Monstrously misogynistic, The Hillside Strangler puts the 'nasty' into video nasty. Based on infamous real-life serial killer cousins Kenneth Bianchi (C Thomas Howell) and Angelo Buono (Nicholas Turturro), it's a murky trip into psychosis and sexual violence from director Chuck Parello (Ed Gein, Henry: Portrait Of A Serial Killer 2) and co-writer Stephen Johnston (Bundy). Playing its extreme catalogue of graphic rape, sodomy, murder and necrophilia for sleazy yuck-yuck-yucks, this is a deeply disturbing film.

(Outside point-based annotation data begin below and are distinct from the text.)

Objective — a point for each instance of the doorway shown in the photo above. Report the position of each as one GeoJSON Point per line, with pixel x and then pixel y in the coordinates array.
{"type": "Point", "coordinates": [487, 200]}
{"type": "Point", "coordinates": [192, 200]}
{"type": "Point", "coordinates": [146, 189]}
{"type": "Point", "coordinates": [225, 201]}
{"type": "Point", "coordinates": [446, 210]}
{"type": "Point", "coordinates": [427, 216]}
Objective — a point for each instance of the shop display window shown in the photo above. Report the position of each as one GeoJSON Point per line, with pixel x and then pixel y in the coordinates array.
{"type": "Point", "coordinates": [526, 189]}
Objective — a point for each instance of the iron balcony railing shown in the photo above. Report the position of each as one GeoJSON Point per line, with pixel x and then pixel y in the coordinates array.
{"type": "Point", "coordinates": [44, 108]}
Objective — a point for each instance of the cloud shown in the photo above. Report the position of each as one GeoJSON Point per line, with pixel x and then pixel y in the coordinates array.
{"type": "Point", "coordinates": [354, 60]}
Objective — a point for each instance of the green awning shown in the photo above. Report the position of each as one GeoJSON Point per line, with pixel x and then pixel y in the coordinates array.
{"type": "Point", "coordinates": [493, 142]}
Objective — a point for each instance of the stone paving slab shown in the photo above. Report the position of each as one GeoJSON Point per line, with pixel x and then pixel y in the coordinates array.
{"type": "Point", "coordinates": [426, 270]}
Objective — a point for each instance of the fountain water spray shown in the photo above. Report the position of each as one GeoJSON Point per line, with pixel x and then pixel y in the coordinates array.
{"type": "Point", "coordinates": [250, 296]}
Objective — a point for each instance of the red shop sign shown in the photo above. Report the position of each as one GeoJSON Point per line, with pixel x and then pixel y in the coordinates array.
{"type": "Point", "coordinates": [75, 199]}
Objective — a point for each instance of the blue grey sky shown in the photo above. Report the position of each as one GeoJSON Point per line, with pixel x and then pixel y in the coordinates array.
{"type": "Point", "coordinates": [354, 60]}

Sleaze sums up The Hillside Strangler. Arriving in the oversexed, sun-kissed world of 70s California - where movie theatres show crossover porn films like Deep Throat and The Devil In Miss Jones - social no-hoper Bianchi teams up with his ladies man cousin Buono and sets off on a 14-month orgy of rape and murder. Flitting from hardcore sex to hardcore sexual violence, the pair make a chillingly odd couple fuelled by their shared insatiable hatred of women.
"AS ENJOYABLE AS HAVING YOUR SOUL SUCKED OUT THROUGH YOUR EYEBALLS"
Fully prepared to get down and dirty for his art, Parello comes not to judge these men but to record their easy transformation from horny johns into vicious tandem serial killers. He treats them as clowns: Howell's wild flights of fantasy (one minute he wants to be a cop, the next he's committing necrophilia) are played for laughs, while Turturro's slimy pick up lines are preposterously effective.
The real-life Strangler case is appallingly fascinating (the film barely touches on its most bizarre twist - in which a female copycat fan committed a bungled murder in an attempt to get Bianchi off the hook). In contrast, this fictional retelling is simply fascinated by the sleaze as Parello lingers over the objectified bodies of his (largely naked) female cast members as they're beaten, raped and murdered, then laughs it up with his bozo anti-heroes as they congratulate themselves on a job well done. Watching it is about as enjoyable as having your soul sucked out through your eyeballs.